Image description: Dana nurses newborn baby Jude, gazing at him lovingly, while her partner wraps his arms around them both.
Transcript
[Birth Stories] Her Rapid Birth Was Unpredictable, so She Went Along for the Ride
Dana Saccomano:
This time I didn’t want to scream. Nope, I screamed a whole bunch. And the nurses were saying, “All right, you can push. You can push.” And I really in my heart didn’t want people to tell me to push, but at that moment, what was I gonna tell them to be quiet? I didn’t care what they were saying at that moment. So, I started pushing, and I don’t know how many times I pushed. It wasn’t more than a handful and at 5:32 Jude was out.
Adriana Lozada:
That’s Dana Saccomano, a musician and mother of two, talking about her labor with her second child. A precipitous labor or rapid labor is defined as less than three hours from the start of regular contractions or a total labor experience that lasts under five hours. Dana gave birth to Jude in an hour and a half. From the very start, her experience was speedy. Let’s let Dana take us back to the beginning when she was planning on getting pregnant.
You’re listening to Birthful, here to inform your intuition.
Welcome, Dana, to the show. It is lovely to have you here. And why don’t you tell the listeners a little bit about yourself and how you identify?

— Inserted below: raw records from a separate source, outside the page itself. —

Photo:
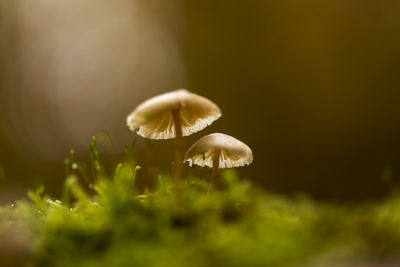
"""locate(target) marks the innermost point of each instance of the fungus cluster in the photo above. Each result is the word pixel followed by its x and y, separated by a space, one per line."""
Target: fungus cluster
pixel 181 113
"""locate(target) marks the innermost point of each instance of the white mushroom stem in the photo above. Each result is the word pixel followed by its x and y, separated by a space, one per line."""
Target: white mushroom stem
pixel 179 146
pixel 215 169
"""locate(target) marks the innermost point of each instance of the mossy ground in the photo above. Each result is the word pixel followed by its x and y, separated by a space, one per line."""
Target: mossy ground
pixel 109 224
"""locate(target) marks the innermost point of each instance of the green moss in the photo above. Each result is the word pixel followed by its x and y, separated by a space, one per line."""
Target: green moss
pixel 109 224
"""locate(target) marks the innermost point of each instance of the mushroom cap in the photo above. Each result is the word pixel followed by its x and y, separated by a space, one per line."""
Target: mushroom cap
pixel 233 153
pixel 153 118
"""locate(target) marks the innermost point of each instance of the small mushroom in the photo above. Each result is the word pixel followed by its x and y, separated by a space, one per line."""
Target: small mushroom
pixel 173 115
pixel 219 151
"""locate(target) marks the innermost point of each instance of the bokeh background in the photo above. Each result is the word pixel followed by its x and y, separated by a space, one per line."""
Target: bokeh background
pixel 313 87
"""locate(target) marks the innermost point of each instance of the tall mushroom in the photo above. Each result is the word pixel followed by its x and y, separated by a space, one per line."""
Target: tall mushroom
pixel 219 151
pixel 173 115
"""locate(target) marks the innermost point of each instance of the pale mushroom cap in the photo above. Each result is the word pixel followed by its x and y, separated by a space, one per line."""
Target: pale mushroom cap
pixel 234 153
pixel 153 118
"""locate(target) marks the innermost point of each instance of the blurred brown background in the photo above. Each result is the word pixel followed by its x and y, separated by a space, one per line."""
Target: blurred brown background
pixel 311 86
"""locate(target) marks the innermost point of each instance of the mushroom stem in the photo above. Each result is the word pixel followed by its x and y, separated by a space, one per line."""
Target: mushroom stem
pixel 179 147
pixel 215 169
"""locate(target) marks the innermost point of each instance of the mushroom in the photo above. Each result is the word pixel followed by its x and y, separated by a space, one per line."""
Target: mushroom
pixel 173 115
pixel 219 151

Saccomano: Great to be here. I’m Dana Saccomano and I identify as she/her. I’m also a mother, and a wife, and a daughter, and a sister, and I’m a musician. I play the violin. And I’m a music teacher.
Lozada: You have two kids and the last one was a really fast birth, which you weren’t expecting, so let’s take you back to before your baby was born. How old is he now?
Saccomano: He is five-and-a-half months.
Lozada: Five-and-a-half months. Oh, so many transitions. So, let’s take you back a year and a half back. What were you thinking once you got pregnant and how did you start to prepare for this new birth?
Saccomano: Well, I got pregnant when Harry, my oldest, was about 14 months. We were still breastfeeding, so we weren’t sure if I would be able to get pregnant yet, but it worked the first month we tried. So, that was quick, and I had already a couple of months prior started listening to podcasts and all that kind of stuff. I didn’t really do that when I was pregnant with Harry, with my first, so I kind of had an idea that I wanted to switch from my OB to some midwives and I wanted to have a doula. Quarantine was just starting. There was nothing I could go to outside of the house and I didn’t have to physically go in to work, so I had some time to do my prenatal yoga on the living room floor.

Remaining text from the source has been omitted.